The preparation precision of standard curve is measured reference substance solution 1.0ml, 2.0ml, 3.0ml, 4.0ml, 5.0ml, puts respectively in the 25ml measuring bottle, adds water to 5ml, add 5% sodium nitrite solution 1ml, mixing was placed 6 minutes, added 10% aluminum nitrate solution 1ml, shake up, placed 6 minutes, hydro-oxidation sodium test solution 10ml adds water to scale again, shake up, placed 15 minutes; With corresponding solution is blank.According to spectrophotography (an appendix V of Chinese Pharmacopoeia version in 2000 B), measure trap at 500nm wavelength place, be that vertical coordinate, concentration are abscissa with the trap, the drawing standard curve.
It is an amount of that algoscopy is got this product, the accurate title, decide, and puts in the 100ml ground triangular flask, adds hot water 25ml, stir and supersound process (power 250W, frequency 40KHz) 20 minutes, put coldly, extract once (15ml) with petroleum ether (60-90 ℃), water layer quantitatively is transferred in the 100ml measuring bottle, the accurate again dehydrated alcohol 70ml that adds, supersound process (power 250W, frequency 40KHz) is 10 minutes again, put cold, add water to scale, shake up, centrifugal (3000 rev/mins) 5 minutes, precision is measured supernatant 1ml, put in the 25ml measuring bottle, the method under the preparation of sighting target directrix curve is from " adding water to 5ml ", measure trap in accordance with the law, read the content of rutin the need testing solution from standard curve, calculate, promptly.

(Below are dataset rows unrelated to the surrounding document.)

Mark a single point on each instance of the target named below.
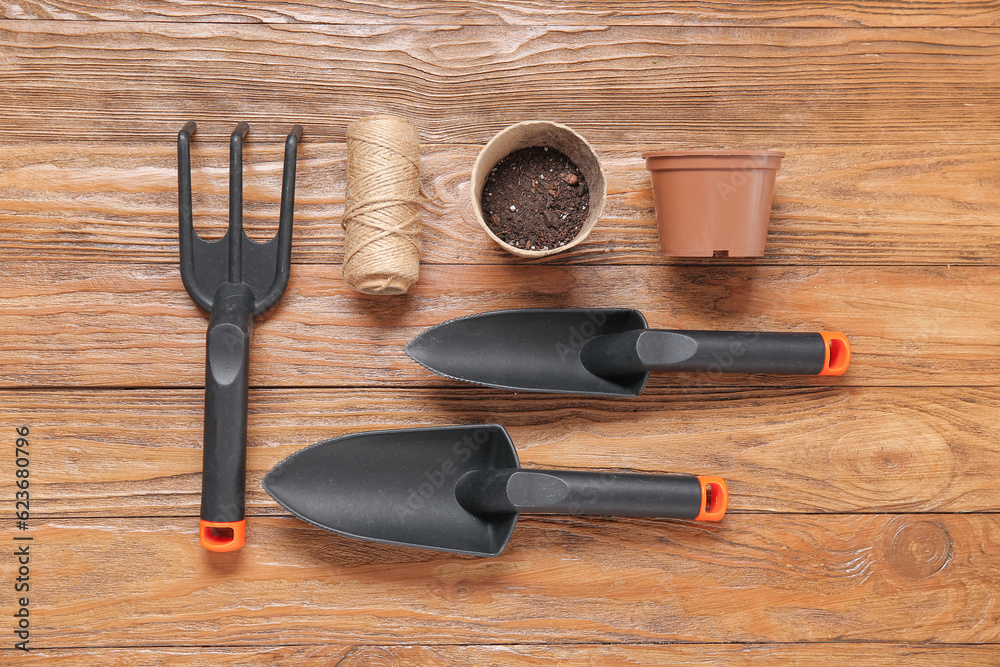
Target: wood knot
(881, 465)
(920, 549)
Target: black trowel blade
(527, 349)
(398, 486)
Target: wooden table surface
(863, 525)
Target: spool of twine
(381, 211)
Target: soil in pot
(535, 199)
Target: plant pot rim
(598, 190)
(712, 153)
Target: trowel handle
(505, 491)
(227, 362)
(644, 350)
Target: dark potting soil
(535, 199)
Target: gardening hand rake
(234, 279)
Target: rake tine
(284, 250)
(236, 202)
(185, 217)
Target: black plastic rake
(235, 279)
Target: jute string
(381, 212)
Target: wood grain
(904, 578)
(119, 325)
(867, 653)
(138, 453)
(714, 86)
(876, 13)
(106, 202)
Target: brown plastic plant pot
(541, 133)
(713, 202)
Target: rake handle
(227, 363)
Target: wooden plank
(714, 86)
(109, 202)
(124, 325)
(780, 450)
(875, 13)
(867, 653)
(753, 578)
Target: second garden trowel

High performance liquid chromatography is to the assay of Quercetin
Chromatographic condition: mobile phase: methanol-0.4% phosphoric acid (55: 45); Flow velocity 1.0ml/min; Detect wavelength 370nm; 30 ℃ of column temperatures; Number of theoretical plate calculates by the Quercetin peak should be not less than 3000.
The learn from else's experience Quercetin reference substance of phosphorus pentoxide dried overnight of the preparation of reference substance solution is an amount of, accurately claims surely, adds methanol and makes the solution that every 1ml contains 30 μ g, promptly.
This product 150mg under the determination of total flavonoids item is got in the preparation of need testing solution, and accurate the title decides, and puts in the 25ml measuring bottle, add 2.5mol/L methanol hydrochloride solution 20ml, supersound process (250W, 40Hz) 30 minutes, put coldly, be diluted to scale, shake up with the 2.5mol/L methanol hydrochloride solution, filter, precision is measured subsequent filtrate 10ml, puts in the 50ml round-bottomed flask, heating hydrolysis is 30 minutes in 90 ℃ of water-baths, puts coldly, is transferred in the 25ml measuring bottle, add methanol to scale, shake up, promptly.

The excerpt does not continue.